One of the first fundamental truths I was exposed to when I worked in the VAR space. Generally 100% Commission.
Always thought it made Perfect Sense...
Posted by: Glenda Canfield | June 16, 2011 at 02:03 PM
While I don't think the '70%' plan fixes the budget, we do need more brackets and higher brackets.
The sales commission analogy is just not a good one. Think of your average salesperson- they get their commission plan at the beginning of the year with their new quota. First thing they do (besides complain about how high it is and they'll never hit it) is analyze what business they're going to do, and how they're going to hit their number.
You can ask any sales person in the world they probably know the answers to these two questions before their kid's birthdays:
1. What's your number?
2. How much have you sold to date against that number?
Now just replace the words 'salesperson' with 'citizen' and quota with 'tax brackets' and you'll see how silly the comparison is. No one check's their tax brackets and figures out 'where they need to be' and we currently have a progressive tax system. Tax rate has no effect on 'producers' producing (until the rate approaches 100%).

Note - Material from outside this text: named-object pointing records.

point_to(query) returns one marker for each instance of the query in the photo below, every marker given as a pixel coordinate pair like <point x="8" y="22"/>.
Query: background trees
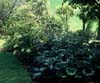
<point x="93" y="10"/>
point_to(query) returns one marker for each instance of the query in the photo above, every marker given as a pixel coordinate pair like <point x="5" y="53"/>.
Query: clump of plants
<point x="66" y="59"/>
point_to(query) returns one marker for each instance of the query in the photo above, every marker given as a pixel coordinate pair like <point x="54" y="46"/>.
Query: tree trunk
<point x="83" y="25"/>
<point x="98" y="33"/>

This argument is as spacious and dumb as the "supply side tax cut" one- where tax cuts on businesses will cause them to hire more people.
Posted by: VMTyler | June 16, 2011 at 06:49 PM
VMTyler,
The evidence, as described in today's WSJ article, contradicts your supposition entirely http://on.wsj.com/mlsd7X. As I said in my post, the people being taxed are small businesses and they absolutely plan around tax flow. When rates go up, they have much less incentive to expand their business and, at some point, begin contracting or shutting down entirely - it isn't worth the work and the risk just to have it all taxed away.

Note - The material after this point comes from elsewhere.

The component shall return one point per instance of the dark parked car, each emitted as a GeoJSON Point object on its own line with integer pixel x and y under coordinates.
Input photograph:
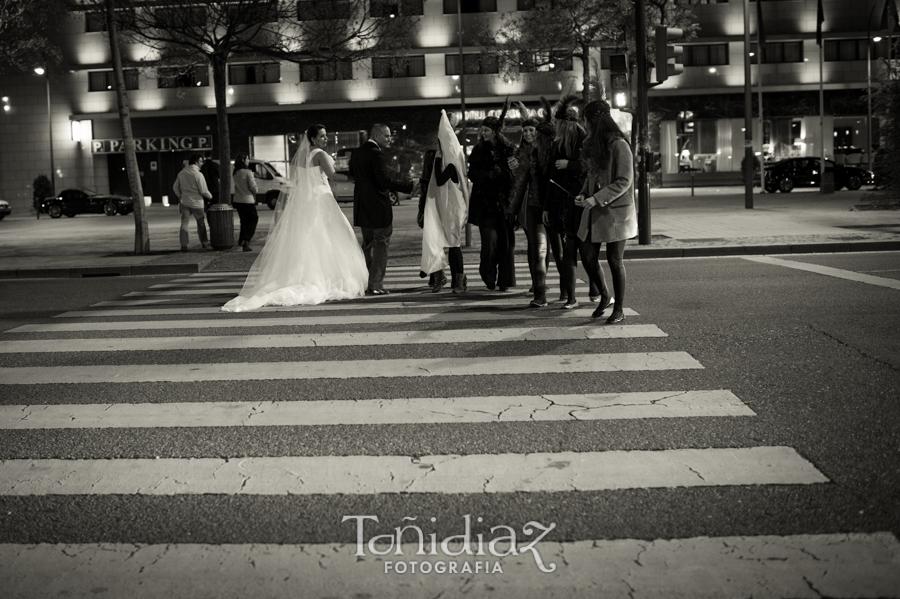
{"type": "Point", "coordinates": [75, 201]}
{"type": "Point", "coordinates": [787, 174]}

Posted by: Steve Kaplan (@ROIdude) | June 16, 2011 at 07:55 PM
Steve,
I'm sorry but an Op/Ed piece by someone from the Cato Institute in the WSJ doesn't exactly hold much water. Much like the weather, there are more then one or two variable in play here and to try and pin tax revenues purely to rates is intellectually dishonest at best.
I've worked for small businesses, owned small businesses, and consulted for small businesses. I've never heard of a single owner make a decision based on taxes besides "we need to spend some money before the end of the year otherwise we'll have to pay taxes on it."

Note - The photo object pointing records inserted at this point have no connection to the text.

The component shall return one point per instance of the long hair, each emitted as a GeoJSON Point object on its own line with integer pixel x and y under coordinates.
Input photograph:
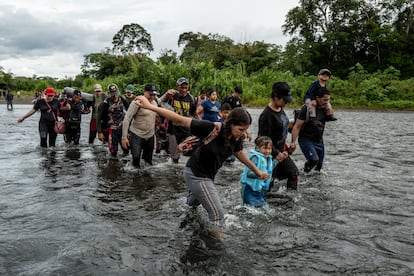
{"type": "Point", "coordinates": [238, 117]}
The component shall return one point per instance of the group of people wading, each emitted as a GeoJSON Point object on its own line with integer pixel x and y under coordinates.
{"type": "Point", "coordinates": [134, 122]}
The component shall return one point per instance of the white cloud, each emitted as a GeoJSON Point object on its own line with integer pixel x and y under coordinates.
{"type": "Point", "coordinates": [50, 38]}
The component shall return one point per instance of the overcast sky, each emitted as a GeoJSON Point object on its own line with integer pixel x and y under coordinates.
{"type": "Point", "coordinates": [50, 38]}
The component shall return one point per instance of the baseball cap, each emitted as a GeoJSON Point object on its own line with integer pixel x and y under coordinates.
{"type": "Point", "coordinates": [129, 88]}
{"type": "Point", "coordinates": [325, 71]}
{"type": "Point", "coordinates": [97, 87]}
{"type": "Point", "coordinates": [281, 89]}
{"type": "Point", "coordinates": [238, 89]}
{"type": "Point", "coordinates": [50, 91]}
{"type": "Point", "coordinates": [151, 88]}
{"type": "Point", "coordinates": [182, 80]}
{"type": "Point", "coordinates": [113, 89]}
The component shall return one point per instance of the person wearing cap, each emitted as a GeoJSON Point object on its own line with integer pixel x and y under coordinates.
{"type": "Point", "coordinates": [183, 103]}
{"type": "Point", "coordinates": [234, 99]}
{"type": "Point", "coordinates": [210, 108]}
{"type": "Point", "coordinates": [75, 108]}
{"type": "Point", "coordinates": [48, 107]}
{"type": "Point", "coordinates": [310, 132]}
{"type": "Point", "coordinates": [273, 122]}
{"type": "Point", "coordinates": [204, 163]}
{"type": "Point", "coordinates": [138, 128]}
{"type": "Point", "coordinates": [98, 98]}
{"type": "Point", "coordinates": [129, 94]}
{"type": "Point", "coordinates": [111, 113]}
{"type": "Point", "coordinates": [324, 76]}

That's the key point in all this- employees, purchases, expansion- are all expenses, which come out before taxes. It's only anecdotal evidence, but in practical application higher tax rates encourage investment; otherwise that revenue becomes profit which is what is taxed, not gross revenues.
I'll say it again, tax rates on businesses have nothing to do with investment in expansion- increase in demand is the sole driver of business expansion, period. If demand is way up, owners find ways to expand (credit lines, loans, etc) even if they don't have the cash. If the demand isn't there, even if they have spare cash there is no reason to spend it on expansion.
What business goes "you know, all our sales people aren't really that busy and production is at 50% but I just got a tax break so lets hire more people?" Answer: None.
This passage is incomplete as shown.